If you’re a conscious consumer, you probably recycle and reuse as much as you can, boycott companies that are known to use sweatshops, and check that your coffee and chocolate are fair-trade certified. You may even check the human rights record of the countries of origin of your clothing. But what about your furniture? How do you know that the furniture you buy isn’t contributing to making the world a worse place for someone somewhere? Here’s how to ensure you are buying ethically when buying furniture.
Buy Second Hand
will ensure that you have unique pieces that lend a chic, retro touch to the room. If you buy second-hand furniture, you’re also keeping something more out of the landfill and you’re not contributing to unsustainable practices just so you can have a cool couch. Just check that the pieces you buy don’t contain harmful substances like lead paint and that the upholstery isn’t infested with bedbugs.
Buy Upcycled or Repurposed
Buying second-hand furniture is great but what if it doesn’t really fit your aesthetic? You can buy furniture that’s been creatively upcycled or repurposed. With upcycling, an old piece of furniture gets a makeover with some paint, new upholstery and the like. Repurposing means turning a piece of furniture into something else: an old chest of drawers into a side table, for example.
Check the Wood’s Certification
For wooden furniture, check whether it’s certified as having been sustainably produced. In Canada, sustainable furniture can be made of wood certified by a wood certification such as the Forest Stewardship Council or FSC, the Programme for the Endorsement of Forest Certification or PEFC, and the Canadian Standards Association Sustainable Forest Management or CSA SFM.

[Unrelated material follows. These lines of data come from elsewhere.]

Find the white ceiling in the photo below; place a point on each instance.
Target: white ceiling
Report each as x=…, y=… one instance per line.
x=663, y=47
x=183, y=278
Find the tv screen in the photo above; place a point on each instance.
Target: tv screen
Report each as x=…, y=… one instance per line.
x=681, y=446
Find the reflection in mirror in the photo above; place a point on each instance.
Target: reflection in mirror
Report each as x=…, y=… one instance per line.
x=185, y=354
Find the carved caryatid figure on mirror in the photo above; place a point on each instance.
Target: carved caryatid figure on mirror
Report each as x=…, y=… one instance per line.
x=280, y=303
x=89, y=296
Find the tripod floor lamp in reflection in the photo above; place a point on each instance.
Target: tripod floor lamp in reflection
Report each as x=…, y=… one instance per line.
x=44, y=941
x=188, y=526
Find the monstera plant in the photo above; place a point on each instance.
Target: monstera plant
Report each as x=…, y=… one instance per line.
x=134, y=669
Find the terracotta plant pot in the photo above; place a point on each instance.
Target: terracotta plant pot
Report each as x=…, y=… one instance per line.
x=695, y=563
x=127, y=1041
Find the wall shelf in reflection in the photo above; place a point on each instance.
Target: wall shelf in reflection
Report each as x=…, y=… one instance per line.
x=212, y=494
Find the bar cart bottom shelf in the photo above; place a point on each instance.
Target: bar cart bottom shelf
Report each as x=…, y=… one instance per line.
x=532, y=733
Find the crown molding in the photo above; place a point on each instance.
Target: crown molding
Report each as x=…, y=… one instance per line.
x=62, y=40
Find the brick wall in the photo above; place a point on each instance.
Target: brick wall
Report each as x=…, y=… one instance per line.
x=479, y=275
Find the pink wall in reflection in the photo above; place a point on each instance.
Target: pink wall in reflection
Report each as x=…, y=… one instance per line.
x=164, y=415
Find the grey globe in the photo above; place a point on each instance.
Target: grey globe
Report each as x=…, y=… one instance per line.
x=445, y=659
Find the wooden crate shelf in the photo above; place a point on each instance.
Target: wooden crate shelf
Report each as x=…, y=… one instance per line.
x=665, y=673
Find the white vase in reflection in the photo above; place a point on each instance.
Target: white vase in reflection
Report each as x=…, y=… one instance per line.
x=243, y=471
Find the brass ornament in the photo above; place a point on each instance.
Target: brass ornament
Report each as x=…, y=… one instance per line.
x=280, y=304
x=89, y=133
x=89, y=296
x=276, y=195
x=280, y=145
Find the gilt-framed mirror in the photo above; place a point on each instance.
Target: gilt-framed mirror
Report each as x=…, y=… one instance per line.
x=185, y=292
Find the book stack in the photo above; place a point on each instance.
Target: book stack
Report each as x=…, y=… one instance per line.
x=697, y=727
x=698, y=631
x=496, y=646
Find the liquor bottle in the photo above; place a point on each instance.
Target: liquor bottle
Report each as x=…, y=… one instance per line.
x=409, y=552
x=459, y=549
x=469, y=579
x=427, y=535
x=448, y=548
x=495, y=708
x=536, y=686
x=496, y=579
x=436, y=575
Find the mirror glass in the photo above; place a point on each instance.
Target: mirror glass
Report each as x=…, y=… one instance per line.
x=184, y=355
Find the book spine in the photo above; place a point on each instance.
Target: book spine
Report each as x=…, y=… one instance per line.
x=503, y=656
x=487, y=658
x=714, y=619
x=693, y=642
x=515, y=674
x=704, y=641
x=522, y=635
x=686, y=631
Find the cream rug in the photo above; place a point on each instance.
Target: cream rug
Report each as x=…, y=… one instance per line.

Avoid Restricted and Endangered Wood Species
Check the conservation status of the kind of wood used in the furniture you want to buy. Restricted and endangered species that are commonly used for wood products include various species of yew and rosewood, red stinkwood, Mexican mahogany, monkey puzzle, Guatemalan fir and several species of cedar. If you’re not sure about the wood, consider alternatives such as bamboo, rattan, wicker and cane, which is all the rage right now.
Check the Upholstery
Polyurethane is common in upholstery but contains toxic chemicals. Soy-based alternatives are usually still mixed with polyurethane and soy farming comes with environmental baggage too. For sustainably sourced furniture, rather opt for natural latex – preferably Global Organic Latex Standard or GOLS certified – for cushions. Wool, coir or coconut fibre, bamboo, kapok or organic cotton padding is best for those bright living-room sofas.
Check the Fabric
One of the ways to brighten up a dark room is to use fabrics in a lighter colour. However, for ethically sourced furniture, make sure that the fabric is natural, preferably organic and with a certification like the Global Organic Textile Standard or GOTS. Avoid PVC and synthetic fabrics, unless they’re made of recycled materials like plastic bottles. Also avoid fabrics that are chemically treated to be stain or fire resistant: these pose health risks for people and cats.
Check the Leather
Leather is popular for pet-friendly furniture because it’s durable and easy to clean. However, the tanning and dyeing processes for leather usually involve toxic chemicals and in some countries, leather production may also use child labour. Opt for vegetable-tanned and chromium-free leather and check that the sustainable furniture brands have OEKO-TEX or Leather Working Group certifications.
Of course that mass-produced Swedish brand is cheap but why not pay a little more and support a local small business instead of a huge multinational? That way you help pay for a child’s schooling or Indigenous community development rather than a corporate executive’s mansion. You may find that these lovingly made pieces are of better quality, since small-business owners are invested in their reputation.
Research the Supply Chain
To buy truly ethically, you need to consider not only the environmental impact of the product but also its social impact. So, find out about the supply chain: who produces the materials and the final furniture pieces? Is anything imported from countries with poor human rights records? Does any company along the supply chain use child labour or sweatshops? What about exploitation of local communities?
Know Your Certifications
When it comes to ethical furniture Canada offers a host of certifications covering everything from organically grown materials to fair trade to corporate social responsibility. Find out about the different certification programmes – Ecolabel Index and Ecocert are good places to start – and check for these labels when you go furniture shopping.